Hitmetrix - User behavior analytics & recording

Lessons Learned About Consistent Customer Care

Consider me one of your customers. I expect the same level of service in my business dealings with you, the Global Enterprise, as I do from my local butcher shop.

To help you gain insight into what serving me consistently might entail, I talked to my local butcher, Sam, to explore his philosophy on customer care.

“If you call me and ask how much I charge for Delmonico steaks, I will tell you $6.50 per pound, and that is the price you will see in the store,” Sam said.

Sure enough, when I go in the store later that day, the price is posted as Sam said, so the information is consistent across the channels of customer contact. By phone, on the Web or face-to-face in the store, I get the same answers to the same questions. (OK, Sam does not have a Web site, but I am sure the same would apply if he did.)

Like most businesses, Sam’s store does not just sell one product and he also has other people working behind the counter who sell meat for the butcher shop. How is my experience affected when there are several departments within the enterprise?

“You take a number. When it is your turn, I will get your beef, your pork and your chicken with no problem. I don’t make you take another number or wait in another line.”

At the butcher shop I am not forced to navigate the units within the business. Each employee is able to help me with anything Sam sells, and I am given the same information from each salesperson.

“When I post a special for the week, you will get that promotion guaranteed. And everyone in the store will be aware of that promotion.”

Promises to customers are consistently upheld because they are thoroughly communicated throughout Sam’s business. Between business units and across channels, the promises are honored.

OK, Sam does not really exist. I do not have a local butcher, but I wish I did. Or better yet, I wish Sam ran one of the Global 50 companies with which I do business.

Along with craving better service for my carnivorous needs, I am familiar with the demands of enterprise-class customer relationship management. I know that the challenges that GiantCo Inc. faces are somewhat larger in scale than those faced by Sam, the mythological butcher.

Problem No. 1. The large-scale environment in which you most likely live is populated with prospective customer interactions numbering in the tens of thousands per day. Some of your companies may exceed 1 million customer interactions per week. The volume of interactions surely reduces your ability to provide individualized service. Doesn’t it? Well, it shouldn’t. You have plenty of data about prospects and customer preferences.

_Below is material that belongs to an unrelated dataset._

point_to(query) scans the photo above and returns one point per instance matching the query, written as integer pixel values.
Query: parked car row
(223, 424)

The software tools are readily available to turn that data into individualized content.

Problem No. 2. Big businesses are typically amalgams of unrelated medium-scale businesses marketing under the same company brand. Often business units are added through acquisition. Different cultures will almost certainly result in islands of customer data and various customer-care cultures. Does your clientele get that integrated brand feel from their interactions? Your customers do not think of your business units as separate entities; your brand must succeed or fail monolithically, all or nothing. One tainted interaction with the credit card arm of your enterprise may affect that customer’s relationship with your retail business.

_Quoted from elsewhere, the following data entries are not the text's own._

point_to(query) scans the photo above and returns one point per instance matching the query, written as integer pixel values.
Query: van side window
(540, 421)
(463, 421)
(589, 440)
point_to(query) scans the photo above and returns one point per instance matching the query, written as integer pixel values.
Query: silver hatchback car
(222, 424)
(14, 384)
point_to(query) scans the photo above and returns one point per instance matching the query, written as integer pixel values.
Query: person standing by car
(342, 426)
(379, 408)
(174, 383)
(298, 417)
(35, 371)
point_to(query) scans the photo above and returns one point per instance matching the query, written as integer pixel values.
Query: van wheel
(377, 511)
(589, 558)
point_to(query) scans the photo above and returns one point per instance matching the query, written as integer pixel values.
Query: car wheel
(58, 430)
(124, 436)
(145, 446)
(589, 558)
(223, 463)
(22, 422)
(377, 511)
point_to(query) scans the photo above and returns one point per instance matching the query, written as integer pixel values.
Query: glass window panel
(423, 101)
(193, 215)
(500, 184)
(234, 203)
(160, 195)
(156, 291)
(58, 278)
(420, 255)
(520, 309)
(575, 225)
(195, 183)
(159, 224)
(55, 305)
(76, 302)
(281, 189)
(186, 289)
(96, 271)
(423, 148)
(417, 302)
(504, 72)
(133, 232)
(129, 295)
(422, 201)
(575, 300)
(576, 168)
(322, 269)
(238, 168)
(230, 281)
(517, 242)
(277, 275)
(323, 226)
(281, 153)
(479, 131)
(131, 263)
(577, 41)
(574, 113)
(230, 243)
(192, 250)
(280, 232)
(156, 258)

There are plenty of challenges. But as your customer, I do not care what your problems are. I only care that I am handled evenly. So let me share three critical elements that can be applied to give your fiscal giant the cozy feel of Sam’s Butcher Shop.

o When you provide information to your customers, it must be consistent across your enterprise and across the channels of interaction. If I call your contact center and follow up with a look at your Web site, have I received the same data and the same message? Keep your information consistent across interaction channels. Demand that your CRM software solutions be able to access data where it lives. Avoid data replication at all costs. Duplication of data leads to data staleness and, inevitably, to different information being delivered through different channels.

o Your customers should be able to access information on anything you sell by placing a single phone call, surfing a single Web site and talking to a single person. Never transfer a customer from one place to another because he did not realize that your online business was separate from your bricks-and-mortar operation. Why would you put someone through that?

Leverage your CRM applications across business units; let your software do the heavy lifting – not your customer service representatives, and certainly not your customers. Insist that your CRM software allow contact specialists to be able to access information about any product for any customer. The ideal application will lead the contact specialist through the interaction, providing information in a way that does not require him to be an expert in the subject matter. Provide the information in a context-sensitive script that your conversationalists can use as a guide to good customer service.

o Service-level decisions should be made by the business, not by individual contact specialists or sales representatives. You can and should train your employees to provide good service.

However, when an individual makes a decision about how to treat an individual customer, that experience cannot be reproduced at a later time. People will make different decisions based on external influences. How many of those influences are relevant to your company’s customer service strategy? How does a bad commute affect the level of service you provide your customers? Use software that allows your business to set standards for customer service, and use a CRM solution that uses the encoded standards in the course of all customer interactions.

Challenges abound in the struggle to acquire and retain customers. You can bet that your competitors are trying to lure your customers away by offering them a branded experience. Don’t worry. Who knows your customers better than you do?

Knowledge and a well-conceived information technology strategy are all it takes to bring the smooth, hometown feel to your customer interactions.